Współczesne miejskie osiedla coraz bardziej wdzierają się w przyrodniczy krajobraz. Jednocześnie zawęża się granica pomiędzy sztuczną, zurbanizowaną przestrzenią, a naturalnym światem przyrody. Miejskie parki oraz tereny podmiejskie tętnią przyrodniczym życiem. Warto przyjrzeć się dokładniej temu mikroświatu i uchwycić jego – nierzadko ulotne – piękno. Owady zbierające nektar z kwiatów, pająki tkające z mozołem tysięczny raz zerwaną przez turystę sieć, wygrzewające się na słońcu świerszcze – jakże często mijamy obojętnie naszych Braci Mniejszych. Sprawdźmy, dokąd zaprowadzi nas ścieżka w podmiejskim lesie, przyjrzyjmy się urodzie niejadalnych grzybów, omijanych na ogół z pogardą. Naszą wędrówkę niechaj umili nam świadomość tego, iż w 1 metrze sześciennym powietrza leśnego jest 46-70 razy mniej organizmów chorobotwórczych niż w powietrzu miejskim, a jałowce, sosny i brzozy wytwarzają wokół siebie 3-5 metrową strefę wolną od bakterii. Na koniec, zmęczeni długim spacerem, napijmy się ożywczej wody z leśnego źródełka i wsłuchajmy w opowieści sędziwych dębów.

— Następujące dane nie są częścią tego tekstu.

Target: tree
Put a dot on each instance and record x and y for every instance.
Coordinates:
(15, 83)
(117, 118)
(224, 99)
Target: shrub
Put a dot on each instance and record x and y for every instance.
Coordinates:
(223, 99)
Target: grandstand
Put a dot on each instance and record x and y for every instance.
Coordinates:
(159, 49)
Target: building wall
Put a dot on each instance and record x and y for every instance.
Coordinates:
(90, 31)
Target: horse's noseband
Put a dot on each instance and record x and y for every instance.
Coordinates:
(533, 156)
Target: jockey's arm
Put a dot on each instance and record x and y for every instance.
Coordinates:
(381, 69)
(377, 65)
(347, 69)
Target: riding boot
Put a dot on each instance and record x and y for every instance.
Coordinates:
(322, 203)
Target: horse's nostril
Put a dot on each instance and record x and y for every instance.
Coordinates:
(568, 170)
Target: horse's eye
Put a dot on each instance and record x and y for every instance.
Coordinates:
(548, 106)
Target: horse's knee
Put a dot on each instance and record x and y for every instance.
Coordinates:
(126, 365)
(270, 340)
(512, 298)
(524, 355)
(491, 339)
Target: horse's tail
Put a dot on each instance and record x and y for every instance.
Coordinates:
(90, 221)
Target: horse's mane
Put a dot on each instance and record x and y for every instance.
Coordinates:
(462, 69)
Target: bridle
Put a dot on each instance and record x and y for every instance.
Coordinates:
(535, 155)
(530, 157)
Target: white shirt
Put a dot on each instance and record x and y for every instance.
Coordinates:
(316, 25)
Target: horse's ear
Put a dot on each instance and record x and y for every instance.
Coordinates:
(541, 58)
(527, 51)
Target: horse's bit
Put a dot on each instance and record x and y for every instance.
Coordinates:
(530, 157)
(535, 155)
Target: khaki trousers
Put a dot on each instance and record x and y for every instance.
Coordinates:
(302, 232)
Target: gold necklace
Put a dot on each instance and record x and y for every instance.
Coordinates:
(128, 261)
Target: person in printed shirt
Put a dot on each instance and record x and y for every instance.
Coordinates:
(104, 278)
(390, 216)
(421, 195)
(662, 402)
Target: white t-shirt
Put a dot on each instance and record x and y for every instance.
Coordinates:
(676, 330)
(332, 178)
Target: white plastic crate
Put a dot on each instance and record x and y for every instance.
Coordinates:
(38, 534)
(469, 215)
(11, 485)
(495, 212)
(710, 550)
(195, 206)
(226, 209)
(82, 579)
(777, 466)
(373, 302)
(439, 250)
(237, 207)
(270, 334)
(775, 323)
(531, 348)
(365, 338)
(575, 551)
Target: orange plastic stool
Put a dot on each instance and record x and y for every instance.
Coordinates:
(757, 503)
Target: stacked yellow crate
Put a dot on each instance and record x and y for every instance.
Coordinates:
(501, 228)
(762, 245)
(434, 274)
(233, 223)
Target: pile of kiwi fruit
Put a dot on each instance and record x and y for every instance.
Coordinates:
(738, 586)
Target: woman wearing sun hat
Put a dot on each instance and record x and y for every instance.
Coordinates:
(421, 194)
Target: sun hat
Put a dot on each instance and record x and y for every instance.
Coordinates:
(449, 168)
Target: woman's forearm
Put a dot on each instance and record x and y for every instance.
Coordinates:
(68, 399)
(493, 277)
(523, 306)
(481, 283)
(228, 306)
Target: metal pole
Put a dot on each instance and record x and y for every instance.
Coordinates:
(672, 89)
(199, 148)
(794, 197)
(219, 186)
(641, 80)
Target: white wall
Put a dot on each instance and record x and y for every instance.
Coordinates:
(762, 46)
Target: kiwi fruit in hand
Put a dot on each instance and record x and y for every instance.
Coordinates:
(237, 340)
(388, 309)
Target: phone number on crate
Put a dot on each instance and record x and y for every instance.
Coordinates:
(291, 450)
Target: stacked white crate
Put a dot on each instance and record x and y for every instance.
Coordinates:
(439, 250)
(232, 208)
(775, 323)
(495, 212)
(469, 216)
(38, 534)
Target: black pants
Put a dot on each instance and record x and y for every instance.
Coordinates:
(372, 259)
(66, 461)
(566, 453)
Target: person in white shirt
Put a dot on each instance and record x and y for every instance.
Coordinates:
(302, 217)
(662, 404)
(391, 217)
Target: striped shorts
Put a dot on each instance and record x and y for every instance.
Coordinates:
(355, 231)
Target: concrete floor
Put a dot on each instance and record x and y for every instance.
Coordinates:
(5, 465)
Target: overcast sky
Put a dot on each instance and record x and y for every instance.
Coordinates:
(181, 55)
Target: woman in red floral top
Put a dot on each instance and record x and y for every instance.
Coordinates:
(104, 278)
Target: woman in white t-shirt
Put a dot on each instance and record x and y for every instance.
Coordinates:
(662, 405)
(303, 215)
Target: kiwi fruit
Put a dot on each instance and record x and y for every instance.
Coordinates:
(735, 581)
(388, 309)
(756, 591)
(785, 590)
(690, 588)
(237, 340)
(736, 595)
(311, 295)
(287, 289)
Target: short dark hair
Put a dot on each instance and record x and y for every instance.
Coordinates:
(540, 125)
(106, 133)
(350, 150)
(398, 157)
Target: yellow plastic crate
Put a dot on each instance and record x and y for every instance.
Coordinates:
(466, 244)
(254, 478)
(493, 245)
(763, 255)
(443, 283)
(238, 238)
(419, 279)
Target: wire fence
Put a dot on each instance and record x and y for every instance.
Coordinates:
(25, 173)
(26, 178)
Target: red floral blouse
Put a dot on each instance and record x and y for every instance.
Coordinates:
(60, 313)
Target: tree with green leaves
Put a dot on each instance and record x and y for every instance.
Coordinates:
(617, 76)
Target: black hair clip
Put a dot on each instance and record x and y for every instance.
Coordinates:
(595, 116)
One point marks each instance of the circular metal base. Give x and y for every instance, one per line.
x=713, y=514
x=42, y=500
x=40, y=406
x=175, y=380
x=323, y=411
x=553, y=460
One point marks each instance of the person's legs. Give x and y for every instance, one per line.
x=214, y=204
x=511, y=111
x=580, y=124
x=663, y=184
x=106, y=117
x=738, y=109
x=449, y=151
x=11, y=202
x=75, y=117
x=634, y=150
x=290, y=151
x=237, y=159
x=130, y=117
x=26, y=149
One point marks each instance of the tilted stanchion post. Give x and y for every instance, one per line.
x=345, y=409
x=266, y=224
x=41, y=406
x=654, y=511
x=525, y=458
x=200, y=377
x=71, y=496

Otaczający nas świat przyrody – poprzez różnorodne swoje formy – nieustannie na nas oddziałuje. Potrzebne jest jednak pewne wewnętrzne wyciszenie, aby nasze współbrzmienie z naturą sobie uświadomić. Bliski kontakt z przyrodą – w trakcie jej fotografowania –znakomicie to ułatwia.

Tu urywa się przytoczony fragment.